A second new assay under development
is multicolor chromosome banding (mBAND), using Fluorescence In
Situ Hybridization (FISH). This is an established technique that
yields a visual interpretation of sequence along a chromosome.
By selectively painting regions along a specific chromosome (chromosome
5 in our implementation) with a combination of one or more paints.
This assay is particularly sensitive to high LET radiations such
as those from alpha emitters and neutron irradiations and hence
is useful for assaying the upcoming neutron and 239Pu
While sample-preparation protocol and
imaging systems exist for the mBAND assay, we aim to automate
the entire mBAND assay process from sample preparation to sample
scoring, within the RABiT system. Our goal is to produce a high-throughput,
automated mBAND assay to characterize chromosomal rearrangement
as a function of radiation quality and/or quantity.
A computer-controlled imaging system
has been built in-house to acquire multi-colored images of mBAND
samples. The system has proven successful for acquiring, in sequence,
the six images associated with the colors in an mBAND sample:
DEAC, FITC, Spectrum Orange, Texas Red, Cy5, and DAPI counter
stain. Following acquisition, images from mBAND samples are delivered
to an image-analysis program written in Matlab. This algorithm
• 1) reads the gray-scale image (probe profile) for each fluorophore
• 2) applies digital conditioning
• 3) applies intensity thresholds to binarize each fluorophore signal.

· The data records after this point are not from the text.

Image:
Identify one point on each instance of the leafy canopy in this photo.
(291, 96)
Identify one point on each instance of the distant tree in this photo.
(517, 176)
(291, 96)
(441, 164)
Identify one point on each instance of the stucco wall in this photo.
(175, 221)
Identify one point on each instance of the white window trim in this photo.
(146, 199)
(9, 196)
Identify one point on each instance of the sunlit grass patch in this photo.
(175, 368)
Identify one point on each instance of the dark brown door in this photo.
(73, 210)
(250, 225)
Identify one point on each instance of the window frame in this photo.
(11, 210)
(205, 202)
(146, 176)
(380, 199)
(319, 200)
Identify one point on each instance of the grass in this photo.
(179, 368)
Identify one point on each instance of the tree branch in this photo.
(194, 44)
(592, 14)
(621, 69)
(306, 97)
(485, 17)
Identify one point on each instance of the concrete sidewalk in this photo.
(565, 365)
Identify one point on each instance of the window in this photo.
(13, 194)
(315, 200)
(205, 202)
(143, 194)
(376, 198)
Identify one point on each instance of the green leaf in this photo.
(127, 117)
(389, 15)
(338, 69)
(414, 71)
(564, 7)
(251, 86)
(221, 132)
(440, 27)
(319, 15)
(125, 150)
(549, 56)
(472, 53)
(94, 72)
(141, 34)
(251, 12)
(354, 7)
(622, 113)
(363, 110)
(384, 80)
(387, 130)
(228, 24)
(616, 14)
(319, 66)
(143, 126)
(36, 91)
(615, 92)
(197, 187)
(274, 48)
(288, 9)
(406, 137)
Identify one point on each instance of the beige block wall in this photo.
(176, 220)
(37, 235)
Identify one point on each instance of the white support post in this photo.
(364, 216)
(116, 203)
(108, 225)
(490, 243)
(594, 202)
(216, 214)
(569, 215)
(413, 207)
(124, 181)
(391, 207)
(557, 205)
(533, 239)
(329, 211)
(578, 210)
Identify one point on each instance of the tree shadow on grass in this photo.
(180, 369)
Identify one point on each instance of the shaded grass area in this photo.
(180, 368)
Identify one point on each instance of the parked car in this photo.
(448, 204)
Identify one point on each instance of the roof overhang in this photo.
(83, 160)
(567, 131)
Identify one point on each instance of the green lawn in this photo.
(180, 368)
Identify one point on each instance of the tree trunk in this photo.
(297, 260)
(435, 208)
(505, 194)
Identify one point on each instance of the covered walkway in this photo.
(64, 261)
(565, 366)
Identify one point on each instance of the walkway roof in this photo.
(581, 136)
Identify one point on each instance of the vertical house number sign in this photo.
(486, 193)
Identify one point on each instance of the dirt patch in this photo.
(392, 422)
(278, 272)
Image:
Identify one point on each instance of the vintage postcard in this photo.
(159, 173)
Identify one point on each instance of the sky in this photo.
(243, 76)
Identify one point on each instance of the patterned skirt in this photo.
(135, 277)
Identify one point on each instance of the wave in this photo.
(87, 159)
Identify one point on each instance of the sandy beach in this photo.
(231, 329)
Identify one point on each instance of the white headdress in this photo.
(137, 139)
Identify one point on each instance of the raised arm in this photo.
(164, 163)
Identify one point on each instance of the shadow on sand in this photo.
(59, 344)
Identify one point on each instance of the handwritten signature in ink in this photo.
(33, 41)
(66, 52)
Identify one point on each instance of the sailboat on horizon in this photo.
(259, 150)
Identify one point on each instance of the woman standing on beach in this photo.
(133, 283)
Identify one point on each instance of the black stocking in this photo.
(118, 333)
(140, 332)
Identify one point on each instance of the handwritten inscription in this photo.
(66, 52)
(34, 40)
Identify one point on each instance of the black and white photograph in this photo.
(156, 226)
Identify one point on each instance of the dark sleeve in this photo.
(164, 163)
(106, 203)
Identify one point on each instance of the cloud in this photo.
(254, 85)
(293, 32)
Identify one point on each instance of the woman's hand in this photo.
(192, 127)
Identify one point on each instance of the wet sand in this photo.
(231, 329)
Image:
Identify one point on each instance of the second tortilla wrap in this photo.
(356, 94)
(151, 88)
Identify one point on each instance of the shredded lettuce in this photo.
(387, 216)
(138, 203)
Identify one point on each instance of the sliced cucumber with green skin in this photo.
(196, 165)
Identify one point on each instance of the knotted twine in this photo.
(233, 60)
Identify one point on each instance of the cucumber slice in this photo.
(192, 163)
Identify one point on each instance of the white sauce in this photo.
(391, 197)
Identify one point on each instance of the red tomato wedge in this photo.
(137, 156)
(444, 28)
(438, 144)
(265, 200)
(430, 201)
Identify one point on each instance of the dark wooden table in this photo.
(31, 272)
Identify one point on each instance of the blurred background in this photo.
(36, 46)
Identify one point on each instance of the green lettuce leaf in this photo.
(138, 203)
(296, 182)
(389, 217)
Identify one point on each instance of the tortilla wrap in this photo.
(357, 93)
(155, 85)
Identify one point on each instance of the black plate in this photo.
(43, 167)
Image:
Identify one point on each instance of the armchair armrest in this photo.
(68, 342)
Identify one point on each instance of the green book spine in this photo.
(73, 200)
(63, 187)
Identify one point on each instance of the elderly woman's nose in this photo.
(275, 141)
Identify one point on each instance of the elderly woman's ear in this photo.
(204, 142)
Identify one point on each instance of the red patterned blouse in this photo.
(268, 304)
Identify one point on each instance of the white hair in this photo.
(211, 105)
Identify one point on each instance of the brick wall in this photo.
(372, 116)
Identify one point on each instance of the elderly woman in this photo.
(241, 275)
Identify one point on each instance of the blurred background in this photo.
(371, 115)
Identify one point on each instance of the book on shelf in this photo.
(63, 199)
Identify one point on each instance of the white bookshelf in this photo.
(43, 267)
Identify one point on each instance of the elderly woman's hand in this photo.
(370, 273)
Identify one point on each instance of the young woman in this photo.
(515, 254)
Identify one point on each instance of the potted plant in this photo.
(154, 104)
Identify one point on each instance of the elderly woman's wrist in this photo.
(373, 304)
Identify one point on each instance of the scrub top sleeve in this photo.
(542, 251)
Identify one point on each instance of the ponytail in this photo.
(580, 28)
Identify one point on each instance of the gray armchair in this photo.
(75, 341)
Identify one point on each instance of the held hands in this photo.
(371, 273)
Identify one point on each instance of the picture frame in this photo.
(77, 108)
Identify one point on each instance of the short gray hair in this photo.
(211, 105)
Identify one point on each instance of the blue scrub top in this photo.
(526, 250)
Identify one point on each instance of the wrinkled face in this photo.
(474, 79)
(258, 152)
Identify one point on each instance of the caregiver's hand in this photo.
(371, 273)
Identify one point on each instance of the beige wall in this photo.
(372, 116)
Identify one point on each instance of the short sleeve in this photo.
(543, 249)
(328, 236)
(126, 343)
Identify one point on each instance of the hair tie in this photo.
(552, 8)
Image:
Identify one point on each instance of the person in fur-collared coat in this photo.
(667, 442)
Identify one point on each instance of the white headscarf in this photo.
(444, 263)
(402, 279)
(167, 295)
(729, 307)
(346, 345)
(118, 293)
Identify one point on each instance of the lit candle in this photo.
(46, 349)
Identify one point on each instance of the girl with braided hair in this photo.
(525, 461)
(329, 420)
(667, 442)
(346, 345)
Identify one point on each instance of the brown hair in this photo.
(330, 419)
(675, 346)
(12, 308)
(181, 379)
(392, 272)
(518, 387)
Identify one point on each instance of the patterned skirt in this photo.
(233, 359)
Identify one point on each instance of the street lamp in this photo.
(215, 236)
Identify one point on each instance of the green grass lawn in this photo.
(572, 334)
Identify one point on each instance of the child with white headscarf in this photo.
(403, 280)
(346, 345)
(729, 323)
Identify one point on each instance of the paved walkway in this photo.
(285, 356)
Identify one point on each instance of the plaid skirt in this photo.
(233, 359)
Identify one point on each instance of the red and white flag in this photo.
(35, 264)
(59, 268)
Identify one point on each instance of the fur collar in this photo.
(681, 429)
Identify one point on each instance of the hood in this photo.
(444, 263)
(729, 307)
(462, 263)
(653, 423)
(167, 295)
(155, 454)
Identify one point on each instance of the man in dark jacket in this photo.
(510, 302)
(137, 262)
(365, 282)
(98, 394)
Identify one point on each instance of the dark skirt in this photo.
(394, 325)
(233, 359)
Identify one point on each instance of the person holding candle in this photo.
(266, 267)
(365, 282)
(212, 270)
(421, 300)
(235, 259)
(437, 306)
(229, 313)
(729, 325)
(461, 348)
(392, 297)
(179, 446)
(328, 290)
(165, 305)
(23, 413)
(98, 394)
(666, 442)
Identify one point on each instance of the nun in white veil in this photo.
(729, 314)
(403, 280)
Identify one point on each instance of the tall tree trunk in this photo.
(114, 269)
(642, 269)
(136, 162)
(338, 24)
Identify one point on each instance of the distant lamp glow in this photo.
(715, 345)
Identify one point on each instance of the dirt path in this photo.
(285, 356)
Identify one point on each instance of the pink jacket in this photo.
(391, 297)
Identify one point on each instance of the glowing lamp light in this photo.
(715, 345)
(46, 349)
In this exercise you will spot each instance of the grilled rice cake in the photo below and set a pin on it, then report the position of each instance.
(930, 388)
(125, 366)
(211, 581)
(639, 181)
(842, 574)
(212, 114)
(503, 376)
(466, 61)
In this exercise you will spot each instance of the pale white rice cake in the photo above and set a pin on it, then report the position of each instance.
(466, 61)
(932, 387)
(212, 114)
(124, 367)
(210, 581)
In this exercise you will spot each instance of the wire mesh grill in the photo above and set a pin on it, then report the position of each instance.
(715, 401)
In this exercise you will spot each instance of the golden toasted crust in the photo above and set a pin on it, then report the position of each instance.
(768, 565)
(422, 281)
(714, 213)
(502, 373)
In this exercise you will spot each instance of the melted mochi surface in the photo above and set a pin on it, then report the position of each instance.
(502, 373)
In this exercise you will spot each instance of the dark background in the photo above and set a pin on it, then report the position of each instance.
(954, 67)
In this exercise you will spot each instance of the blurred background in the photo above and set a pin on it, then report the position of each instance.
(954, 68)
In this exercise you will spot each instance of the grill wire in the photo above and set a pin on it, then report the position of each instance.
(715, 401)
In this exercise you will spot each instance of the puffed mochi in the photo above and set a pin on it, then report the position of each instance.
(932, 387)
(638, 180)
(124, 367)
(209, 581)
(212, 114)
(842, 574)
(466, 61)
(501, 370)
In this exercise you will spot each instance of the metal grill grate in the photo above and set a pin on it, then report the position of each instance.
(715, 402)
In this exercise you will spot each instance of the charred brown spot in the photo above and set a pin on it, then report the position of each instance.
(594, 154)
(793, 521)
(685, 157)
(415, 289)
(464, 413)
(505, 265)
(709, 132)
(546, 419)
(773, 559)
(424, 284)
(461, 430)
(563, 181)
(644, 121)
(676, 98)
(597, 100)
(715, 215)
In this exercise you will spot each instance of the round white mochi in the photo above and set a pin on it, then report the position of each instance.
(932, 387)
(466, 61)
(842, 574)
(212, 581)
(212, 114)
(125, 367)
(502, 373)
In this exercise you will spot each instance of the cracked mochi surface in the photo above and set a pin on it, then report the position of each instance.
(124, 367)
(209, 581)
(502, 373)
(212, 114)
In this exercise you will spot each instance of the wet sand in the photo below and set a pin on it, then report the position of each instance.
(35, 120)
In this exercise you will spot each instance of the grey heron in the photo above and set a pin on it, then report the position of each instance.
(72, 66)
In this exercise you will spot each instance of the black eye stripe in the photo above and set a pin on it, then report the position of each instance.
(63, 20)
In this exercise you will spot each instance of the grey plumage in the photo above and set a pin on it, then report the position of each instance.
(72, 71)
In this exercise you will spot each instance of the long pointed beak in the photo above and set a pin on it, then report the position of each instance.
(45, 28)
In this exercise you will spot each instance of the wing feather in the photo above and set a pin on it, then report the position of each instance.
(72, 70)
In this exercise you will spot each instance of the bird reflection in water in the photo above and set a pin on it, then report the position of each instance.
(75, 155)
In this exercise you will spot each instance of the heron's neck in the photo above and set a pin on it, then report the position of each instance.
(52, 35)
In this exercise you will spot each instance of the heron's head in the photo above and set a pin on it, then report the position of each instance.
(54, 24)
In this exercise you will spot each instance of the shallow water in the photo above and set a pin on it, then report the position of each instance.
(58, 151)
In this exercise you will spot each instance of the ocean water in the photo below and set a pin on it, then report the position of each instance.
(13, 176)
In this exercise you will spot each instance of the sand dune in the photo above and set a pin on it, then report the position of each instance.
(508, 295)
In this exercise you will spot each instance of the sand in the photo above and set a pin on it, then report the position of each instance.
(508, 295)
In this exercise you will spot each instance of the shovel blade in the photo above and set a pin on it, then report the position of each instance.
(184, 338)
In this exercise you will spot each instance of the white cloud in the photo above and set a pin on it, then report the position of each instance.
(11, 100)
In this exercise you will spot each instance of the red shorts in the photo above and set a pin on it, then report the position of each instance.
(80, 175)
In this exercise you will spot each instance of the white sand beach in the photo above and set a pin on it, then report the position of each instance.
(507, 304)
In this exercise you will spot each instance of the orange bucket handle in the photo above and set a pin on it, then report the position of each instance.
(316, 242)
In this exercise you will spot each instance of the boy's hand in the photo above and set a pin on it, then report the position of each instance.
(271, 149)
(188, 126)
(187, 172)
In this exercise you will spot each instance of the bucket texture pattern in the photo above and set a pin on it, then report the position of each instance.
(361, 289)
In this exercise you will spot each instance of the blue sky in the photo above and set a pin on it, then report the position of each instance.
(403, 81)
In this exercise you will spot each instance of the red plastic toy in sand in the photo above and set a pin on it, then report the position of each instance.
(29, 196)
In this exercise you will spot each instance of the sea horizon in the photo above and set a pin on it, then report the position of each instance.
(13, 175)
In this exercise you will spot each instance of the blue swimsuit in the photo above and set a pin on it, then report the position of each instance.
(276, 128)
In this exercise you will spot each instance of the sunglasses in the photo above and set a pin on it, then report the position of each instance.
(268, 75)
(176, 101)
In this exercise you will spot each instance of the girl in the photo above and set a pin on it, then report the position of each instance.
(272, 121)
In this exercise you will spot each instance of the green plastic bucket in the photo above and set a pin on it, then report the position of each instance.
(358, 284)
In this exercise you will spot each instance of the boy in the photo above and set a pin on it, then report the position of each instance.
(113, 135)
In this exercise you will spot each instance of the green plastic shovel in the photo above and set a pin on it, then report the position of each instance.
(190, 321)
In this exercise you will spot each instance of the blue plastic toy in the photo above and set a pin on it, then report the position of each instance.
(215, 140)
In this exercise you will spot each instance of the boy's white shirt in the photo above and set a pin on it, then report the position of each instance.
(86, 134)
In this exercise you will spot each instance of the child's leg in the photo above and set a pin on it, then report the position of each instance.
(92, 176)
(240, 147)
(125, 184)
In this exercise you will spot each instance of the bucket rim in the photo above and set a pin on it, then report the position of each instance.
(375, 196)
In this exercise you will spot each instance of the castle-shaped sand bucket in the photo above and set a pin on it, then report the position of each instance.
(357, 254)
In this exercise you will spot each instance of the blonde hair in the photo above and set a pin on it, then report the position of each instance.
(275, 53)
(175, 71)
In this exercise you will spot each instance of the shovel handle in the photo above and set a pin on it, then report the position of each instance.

Regions manifesting particular color combinations are portrayed in pseudo color and give rise to the 11 basic bands for chromosome 5.
Ongoing tests at the RARAF neutron facility have demonstrated that our imaging system and analysis algorithms are suitable for detecting translocations following neutron irradiation. These translocations are not seen with photon irradiations establishing the RABiT-BAND assay as a useful tool for quantifying the neutron component of the exposure.